First, it must be designed to “teach for transfer,” so that when students find themselves in new situations, they are able to recall the knowledge they have already acquired and use that knowledge appropriately in their new circumstances. Second, we believe it is important to provide comprehensive art education so that students are learning about art history in chronological, geographical and personal contexts. They should learn to analyze, interpret and make judgments about art and well as to express their own ideas through studio art lessons. And it will require a basic understanding of aesthetics.

The third important component is multiculturalism. A program that seeks to teach intercultural understanding must include works of art from many cultures.
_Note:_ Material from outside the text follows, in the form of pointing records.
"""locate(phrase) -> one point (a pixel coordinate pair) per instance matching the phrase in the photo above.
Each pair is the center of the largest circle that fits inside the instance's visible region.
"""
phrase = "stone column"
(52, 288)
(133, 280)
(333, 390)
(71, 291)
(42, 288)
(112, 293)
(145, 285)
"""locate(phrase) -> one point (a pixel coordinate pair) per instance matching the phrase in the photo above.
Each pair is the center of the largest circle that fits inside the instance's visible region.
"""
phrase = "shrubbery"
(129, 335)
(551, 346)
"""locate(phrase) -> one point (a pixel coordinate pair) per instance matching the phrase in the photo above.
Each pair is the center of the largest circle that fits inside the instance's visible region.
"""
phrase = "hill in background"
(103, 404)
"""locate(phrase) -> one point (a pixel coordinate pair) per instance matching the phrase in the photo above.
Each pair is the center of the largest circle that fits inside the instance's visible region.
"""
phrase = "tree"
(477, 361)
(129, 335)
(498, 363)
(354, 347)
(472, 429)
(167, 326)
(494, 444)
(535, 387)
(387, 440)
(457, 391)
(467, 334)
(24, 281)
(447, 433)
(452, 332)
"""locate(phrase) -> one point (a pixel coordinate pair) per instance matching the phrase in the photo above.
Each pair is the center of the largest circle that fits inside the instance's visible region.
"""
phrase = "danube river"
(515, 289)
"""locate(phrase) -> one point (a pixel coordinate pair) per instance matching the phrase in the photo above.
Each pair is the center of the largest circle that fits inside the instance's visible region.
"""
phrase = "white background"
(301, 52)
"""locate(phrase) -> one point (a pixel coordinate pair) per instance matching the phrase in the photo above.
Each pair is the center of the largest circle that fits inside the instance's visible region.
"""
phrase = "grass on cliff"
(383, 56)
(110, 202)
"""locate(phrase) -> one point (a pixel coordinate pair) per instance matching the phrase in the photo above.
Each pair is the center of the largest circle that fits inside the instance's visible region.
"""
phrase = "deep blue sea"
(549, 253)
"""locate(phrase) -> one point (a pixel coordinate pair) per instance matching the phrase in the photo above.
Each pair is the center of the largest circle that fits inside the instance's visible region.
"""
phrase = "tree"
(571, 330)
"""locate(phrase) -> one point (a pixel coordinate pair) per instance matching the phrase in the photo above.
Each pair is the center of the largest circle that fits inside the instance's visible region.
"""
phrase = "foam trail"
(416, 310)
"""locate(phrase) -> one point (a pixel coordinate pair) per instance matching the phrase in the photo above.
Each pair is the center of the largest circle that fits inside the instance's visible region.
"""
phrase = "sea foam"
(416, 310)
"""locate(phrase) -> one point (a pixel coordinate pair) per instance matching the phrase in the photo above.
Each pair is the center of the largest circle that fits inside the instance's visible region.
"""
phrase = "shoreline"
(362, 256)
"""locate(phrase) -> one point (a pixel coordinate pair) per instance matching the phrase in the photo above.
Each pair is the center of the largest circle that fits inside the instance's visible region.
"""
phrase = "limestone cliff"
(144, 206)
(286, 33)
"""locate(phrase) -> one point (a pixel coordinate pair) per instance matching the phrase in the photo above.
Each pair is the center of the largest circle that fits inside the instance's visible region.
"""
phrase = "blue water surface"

Studying the art of a particular culture can yield valuable information about how a group sees itself and what is important to its members. It also addresses the question of authenticity, or the idea that only members of a specific cultural group can accurately speak for that experience. In this case, the artists are speaking authentically through their work. Finally, an effective program should utilize the techniques and practices of experiential education. Studies have shown that student recall increases dramatically when learning is accompanied by direct, purposeful experience.

So what would a program that addresses the peacemaking potential of art look like? The following are a few of the topics that are addressed in detail in our new Creating a Peace of Art curriculum resource (with more ideas flooding in all the time!)…

Based on the close-up technique used by Georgia O’Keeffe in her famous flower paintings you might explore with your students the idea of paying careful attention to your subject matter. Follow up with a discussion and activities that illustrate for your students the ways in which their lives may be enriched if they take the time to really look at and listen to the things—and people—that surround them.

Focusing on the techniques used by Jacob Lawrence to create emphasis in his work, you and your students can consider topics related to skin color and racism, and the idea that emphasis placed on skin color (as opposed to numerous other potential areas of emphasis) is the result of societal and personal choices.

Promote art as a path to self-actualization with a focus on self-portraits, and especially those of Frida Kahlo. Your students can explore the idea that we must understand and value ourselves before we can understand and value others—and art can help us to do that.

Offer your students an opportunity to experience different perspectives and alternative ways of seeing. Using a Cubist still life by Pablo Picasso as a springboard, your students can explore the idea that “where we sit” can alter our perceptions in art and in life.

Clearly, the transformative power of art is tremendous and we invite you to look for ways to incorporate these important benefits into your lessons. As novelist Iris Murdoch wrote in The Black Prince, “Art tells the only truth that ultimately matters. It is the light by which all human things can be mended.”